Haşmet BABAOĞLU

Haşmet BABAOĞLU

Ağaçlar ne anlatıyor bize?

Ağzımız bir karış açık alışveriş merkezlerine, otoyollara, otellere, köprülere bakıyoruz... Tasarımlarına, mühendisliklerine ve işçiliğine hayran kalıyoruz.

Çelik konstrüksiyonlu bir binanın ortalama ömrü 70, betonarme binanın 60 yıl.
Ama gösterişleri ve iddiaları öyle yüksek, görüntüleri öyle güçlü ki, onları "ölümsüz" sanıyoruz.
Ya ağaçlar?

Ege'de sürekli gelip geçtiğimiz bir yol kenarında toz toprak içinde yükselen zeytin ağaçlarının çoktan yarım asrı devirdiğini biliyor ve umursuyor muyuz?

Kaç kişi Kütahya'ya yolu düştüğünde "bir de Kumarı köyüne varalım da, bin yıllık kestane ağacına şöyle sırtımızı yaslayalım" diyor?
Düşünün ki, bu ağaç, Bizans'ı görmüş, Osmanlı'yı görmüş...

Yanı başında durup derin derin düşüneceğimiz bir "anıt" varsa eğer gerçekten...
Ağaçlardan başka ne olabilir bu?

Ama böyle bakmayı, böyle değerlendirmeyi unutturmuşlar bize!
Şimdi yeni yeni çevreci bilinçle onları tekrar fark etmeye zorlanıyoruz.
Modern ve çevreci bir iade-i itibar kampanyası nın kahramanlarıymış gibi görüyoruz ağacı, çiçeği, böceği...
Oysa eksik bu bakış!

Biraz da tabiatın aynasında kendimize ve uygarlığımıza bakmayı denemeliyiz.
Yaşlı bir ağacın yüzyıllar boyunca orada bilgece duruşu karşısında...
Bizim birkaç yıllık hırslara köle olmuş kibirli benliklerimizin ne kadar gülünç kaçtığını görebilmeliyiz!

Geçen akşam...
Arkadaşlarla sohbet ederken içlerinden biri "Kudüs'te seni en çok neresi etkiledi Haşmet Ağabey?" diye sordu.
Hiç duraksamadan cevapladım: Kubbet üs Sahra ve Zeytindağı...

Neden Zeytindağı?
Çünkü oradan bakınca bütün "eski şehir"; Harem'üş Şerif, Kıyamet Kilisesi, Ağlama Duvarı'nın bulunduğu bölge, hepsi panoramik olarak karşında...
Peygamberler, mucizeler, acılar ve ilahi sevinçler tarihi...
Muazzam bir manzara!

Ama benim için Zeytindağı'nın asıl etkileyici yanı neydi, biliyor musunuz?
Orada Getsemani bahçesindek iki bin yıllık olduğuna inanılan kocamış zeytin ağaçları var.
Varlıklarını bilmek bile tatlı bir ürperti oluşturuyor insanda!
Hz. İsa'yı görmüş zeytin ağaçları!..
Hani İncillere göre yakalanmasına az kala İsa'nın havarilerine "siz burada oturun ben de şuraya gidip dua edeceğim" diye (Matta 26. 36) işaret ettiği ağaçlar...
Selahaddin-i Eyyubi'ye tanıklık etmiş ağaçlar...

Olabildiğince uzun bir ömrümüz olsun isteriz, olmaz.
Zenginlikler biriktiririz, soyumuza kalsın diye, kalmaz.
Devletler kurarız, ebediyen yaşasın isteriz.

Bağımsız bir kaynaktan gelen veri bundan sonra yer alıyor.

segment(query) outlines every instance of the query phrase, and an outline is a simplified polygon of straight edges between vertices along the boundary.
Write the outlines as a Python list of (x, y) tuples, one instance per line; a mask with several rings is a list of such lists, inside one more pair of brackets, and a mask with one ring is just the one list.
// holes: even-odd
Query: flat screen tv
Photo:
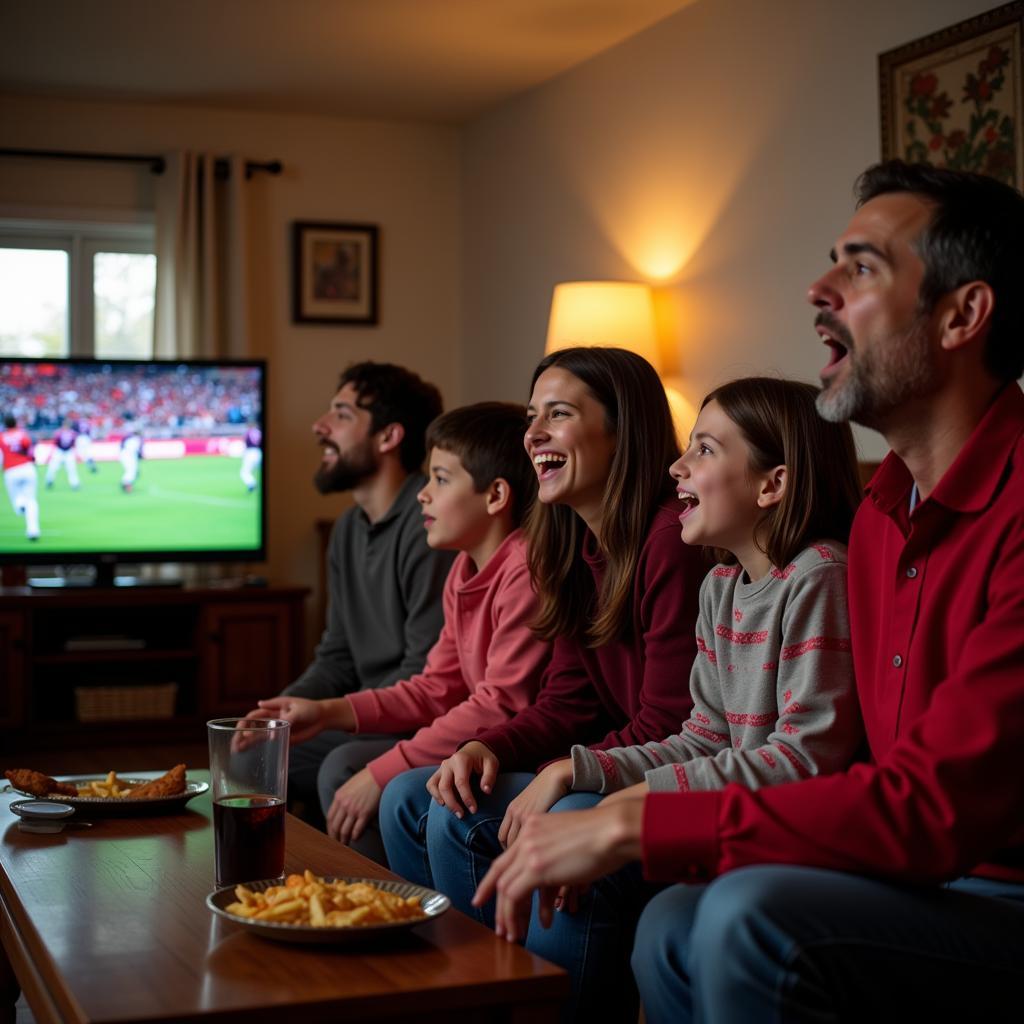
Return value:
[(0, 357), (0, 563), (261, 561), (258, 361)]

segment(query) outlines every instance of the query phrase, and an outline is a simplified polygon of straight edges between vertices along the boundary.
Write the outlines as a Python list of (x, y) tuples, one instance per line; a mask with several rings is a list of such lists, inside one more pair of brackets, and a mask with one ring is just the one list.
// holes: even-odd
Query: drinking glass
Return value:
[(275, 718), (206, 723), (218, 888), (284, 872), (290, 728)]

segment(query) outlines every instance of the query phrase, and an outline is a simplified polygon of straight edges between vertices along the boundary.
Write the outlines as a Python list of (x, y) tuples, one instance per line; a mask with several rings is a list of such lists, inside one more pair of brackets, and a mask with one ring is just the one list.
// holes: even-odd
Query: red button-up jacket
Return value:
[(807, 864), (1024, 881), (1024, 396), (998, 395), (934, 492), (890, 454), (850, 539), (870, 763), (760, 789), (652, 793), (644, 868), (699, 880)]

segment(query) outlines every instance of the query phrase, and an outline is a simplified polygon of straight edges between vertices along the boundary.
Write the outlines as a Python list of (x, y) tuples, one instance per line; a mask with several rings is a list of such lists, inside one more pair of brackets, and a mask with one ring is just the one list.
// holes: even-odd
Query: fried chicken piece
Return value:
[(4, 775), (15, 789), (32, 796), (78, 796), (78, 790), (70, 782), (58, 782), (31, 768), (11, 768)]
[(177, 796), (185, 792), (185, 766), (176, 764), (169, 772), (159, 779), (143, 783), (128, 791), (130, 797), (140, 796)]

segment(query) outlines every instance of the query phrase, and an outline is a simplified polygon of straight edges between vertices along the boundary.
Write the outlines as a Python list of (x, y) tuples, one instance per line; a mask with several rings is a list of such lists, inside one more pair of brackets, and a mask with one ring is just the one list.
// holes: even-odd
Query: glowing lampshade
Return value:
[(573, 345), (625, 348), (661, 373), (650, 286), (625, 281), (556, 284), (545, 352)]

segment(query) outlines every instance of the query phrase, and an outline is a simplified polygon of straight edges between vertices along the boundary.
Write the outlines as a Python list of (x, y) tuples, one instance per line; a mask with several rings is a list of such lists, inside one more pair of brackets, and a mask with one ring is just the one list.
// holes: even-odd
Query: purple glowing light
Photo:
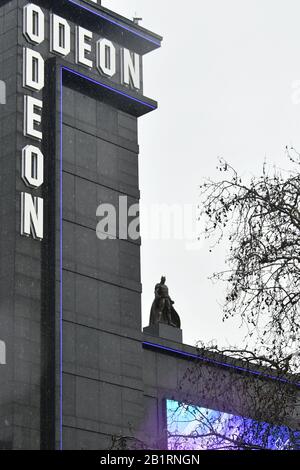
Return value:
[(76, 75), (77, 77), (83, 78), (84, 80), (87, 80), (88, 82), (92, 83), (93, 85), (100, 86), (102, 88), (105, 88), (106, 90), (112, 91), (116, 93), (117, 95), (123, 96), (127, 99), (130, 99), (131, 101), (135, 101), (136, 103), (142, 104), (143, 106), (146, 106), (152, 110), (156, 109), (156, 106), (146, 103), (146, 101), (142, 101), (138, 98), (134, 98), (133, 96), (129, 95), (128, 93), (125, 93), (124, 91), (118, 90), (117, 88), (114, 88), (112, 86), (106, 85), (105, 83), (99, 82), (98, 80), (95, 80), (94, 78), (87, 77), (86, 75), (83, 75), (80, 72), (75, 72), (75, 70), (69, 69), (68, 67), (62, 67), (63, 70), (66, 70), (67, 72), (72, 73), (73, 75)]
[(292, 450), (294, 433), (250, 418), (167, 400), (169, 450)]
[(59, 403), (59, 434), (60, 450), (63, 449), (63, 68), (60, 68), (60, 162), (59, 162), (59, 376), (60, 376), (60, 403)]

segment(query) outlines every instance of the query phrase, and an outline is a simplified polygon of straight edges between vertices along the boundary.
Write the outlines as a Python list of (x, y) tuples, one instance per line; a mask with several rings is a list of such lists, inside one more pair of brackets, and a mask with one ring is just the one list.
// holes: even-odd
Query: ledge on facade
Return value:
[(150, 335), (146, 328), (143, 335), (143, 348), (160, 354), (176, 356), (182, 360), (199, 361), (215, 367), (233, 369), (236, 373), (251, 374), (265, 380), (280, 381), (283, 384), (300, 389), (299, 375), (285, 374), (282, 370), (278, 371), (275, 368), (248, 363), (205, 348), (199, 349), (163, 337), (155, 337), (152, 334)]

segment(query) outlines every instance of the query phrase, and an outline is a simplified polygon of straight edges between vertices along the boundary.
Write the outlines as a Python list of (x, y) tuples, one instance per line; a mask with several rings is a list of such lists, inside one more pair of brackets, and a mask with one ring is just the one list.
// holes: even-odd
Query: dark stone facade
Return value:
[[(64, 59), (49, 53), (47, 12), (51, 7), (69, 21), (72, 44), (75, 24), (141, 57), (161, 38), (83, 0), (34, 0), (46, 13), (46, 39), (29, 47), (46, 61), (46, 83), (31, 92), (22, 83), (27, 3), (0, 0), (0, 80), (7, 85), (0, 105), (0, 340), (7, 348), (0, 448), (108, 449), (112, 436), (159, 439), (166, 447), (164, 402), (184, 396), (179, 386), (197, 352), (143, 335), (140, 241), (96, 237), (101, 202), (139, 201), (137, 121), (156, 103), (119, 85), (118, 75), (110, 81), (74, 65), (73, 47)], [(23, 135), (25, 94), (44, 102), (40, 190), (26, 189), (20, 173), (30, 143)], [(42, 242), (20, 235), (24, 190), (44, 198)], [(226, 380), (231, 372), (218, 367)], [(207, 396), (205, 374), (203, 380), (195, 400), (224, 406)], [(227, 411), (234, 401), (232, 393)]]
[[(139, 201), (137, 119), (156, 103), (142, 90), (118, 85), (118, 74), (110, 82), (74, 65), (74, 47), (65, 59), (49, 53), (47, 13), (51, 6), (68, 20), (72, 44), (75, 24), (141, 57), (161, 38), (87, 2), (36, 0), (45, 12), (46, 39), (28, 45), (22, 34), (27, 3), (0, 3), (0, 79), (7, 83), (0, 133), (0, 338), (7, 346), (1, 447), (105, 448), (111, 435), (128, 434), (143, 417), (140, 241), (98, 240), (96, 209), (100, 202), (117, 207), (120, 195), (129, 204)], [(99, 12), (106, 18), (96, 17)], [(45, 59), (41, 92), (22, 86), (26, 45)], [(23, 136), (25, 94), (44, 103), (40, 190), (27, 190), (20, 174), (22, 148), (35, 144)], [(42, 242), (20, 235), (24, 190), (44, 198)]]

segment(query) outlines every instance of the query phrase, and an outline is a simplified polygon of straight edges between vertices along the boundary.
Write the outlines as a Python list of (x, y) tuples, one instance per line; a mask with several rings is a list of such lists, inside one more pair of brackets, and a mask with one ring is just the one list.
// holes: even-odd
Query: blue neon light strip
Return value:
[(66, 70), (67, 72), (72, 73), (73, 75), (76, 75), (80, 78), (83, 78), (84, 80), (87, 80), (90, 83), (93, 83), (94, 85), (101, 86), (102, 88), (105, 88), (106, 90), (113, 91), (117, 95), (123, 96), (125, 98), (130, 99), (131, 101), (135, 101), (136, 103), (142, 104), (143, 106), (148, 107), (149, 109), (156, 109), (156, 106), (146, 103), (145, 101), (142, 101), (138, 98), (134, 98), (133, 96), (129, 95), (128, 93), (125, 93), (123, 91), (118, 90), (117, 88), (114, 88), (112, 86), (106, 85), (105, 83), (99, 82), (98, 80), (95, 80), (93, 78), (87, 77), (86, 75), (83, 75), (80, 72), (75, 72), (75, 70), (69, 69), (68, 67), (63, 66), (63, 70)]
[(60, 434), (60, 450), (63, 449), (63, 68), (60, 68), (60, 162), (59, 162), (59, 276), (60, 276), (60, 292), (59, 292), (59, 434)]
[(136, 31), (135, 29), (130, 28), (130, 26), (125, 26), (124, 24), (120, 23), (119, 21), (112, 20), (112, 19), (109, 18), (106, 14), (101, 13), (100, 11), (92, 10), (92, 9), (89, 8), (88, 6), (81, 5), (81, 4), (77, 3), (75, 0), (68, 0), (68, 2), (69, 2), (69, 3), (72, 3), (73, 5), (76, 5), (78, 8), (81, 8), (82, 10), (88, 11), (89, 13), (92, 13), (93, 15), (98, 16), (99, 18), (102, 18), (102, 19), (105, 20), (105, 21), (108, 21), (109, 23), (111, 23), (111, 24), (113, 24), (113, 25), (115, 25), (115, 26), (118, 26), (119, 28), (125, 29), (125, 30), (128, 31), (129, 33), (134, 34), (135, 36), (138, 36), (138, 37), (140, 37), (140, 38), (143, 38), (143, 39), (145, 39), (146, 41), (149, 41), (149, 42), (151, 42), (152, 44), (155, 44), (156, 46), (159, 46), (159, 47), (161, 46), (161, 43), (160, 43), (159, 40), (153, 39), (153, 38), (151, 38), (150, 36), (148, 36), (147, 34), (142, 33), (142, 32), (140, 32), (140, 31)]
[(187, 353), (185, 351), (180, 351), (180, 349), (173, 349), (173, 348), (169, 348), (167, 346), (162, 346), (161, 344), (150, 343), (148, 341), (144, 341), (143, 346), (148, 347), (148, 348), (153, 348), (153, 349), (161, 349), (162, 351), (166, 351), (166, 352), (169, 352), (171, 354), (176, 354), (177, 356), (182, 356), (182, 357), (185, 357), (185, 358), (188, 358), (188, 359), (197, 359), (198, 361), (207, 362), (209, 364), (214, 364), (214, 365), (221, 366), (221, 367), (227, 367), (229, 369), (234, 369), (234, 370), (238, 370), (238, 371), (241, 371), (241, 372), (246, 372), (247, 374), (258, 375), (258, 376), (266, 378), (266, 379), (277, 380), (278, 382), (282, 382), (282, 383), (286, 383), (286, 384), (290, 384), (290, 385), (295, 385), (296, 387), (300, 388), (300, 382), (296, 382), (295, 384), (293, 384), (288, 379), (283, 379), (283, 378), (280, 378), (280, 377), (276, 377), (275, 375), (268, 375), (268, 374), (265, 374), (264, 372), (259, 372), (259, 371), (256, 371), (256, 370), (246, 369), (245, 367), (234, 366), (234, 365), (228, 364), (226, 362), (216, 361), (215, 359), (209, 359), (207, 357), (200, 356), (198, 354)]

Yaşamaz.
Anlı şanlı Roma 500 yıl, Doğu Roma yaklaşık 1000 yıl, Osmanlı 700 yıl yaşamıştı.
Pek görkemli sayıyoruz bu özelliklerini...

Oysa...
Zeytindağı'ndakilerden vazgeçtim.
Bizim Hatay civarındaki 1200-1300 yıllık zeytinleri düşünüyorum da...
Hani hala bıkmadan, usanmadan, hep aynı yüce gönüllülükle her yıl yüzlerce kilo mahsul vermeyi sürdüren zeytin ağaçlarını...

Görkemse, işte görkem!
Hikmetse, işte hikmet...
Ama bakmasını bilene...

Sabah

Önceki ve Sonraki Yazılar
YAZIYA YORUM KAT
YORUM KURALLARI: Risale Haber yayın politikasına uymayan;
Küfür, hakaret, rencide edici cümleler veya imalar, inançlara saldırı içeren, imla kuralları ile yazılmamış,
Türkçe karakter kullanılmayan ve BÜYÜK HARFLERLE yazılmış yorumlar
Adınız kısmına uygun olmayan ve saçma rumuzlar onaylanmamaktadır.
Anlayışınız için teşekkür ederiz.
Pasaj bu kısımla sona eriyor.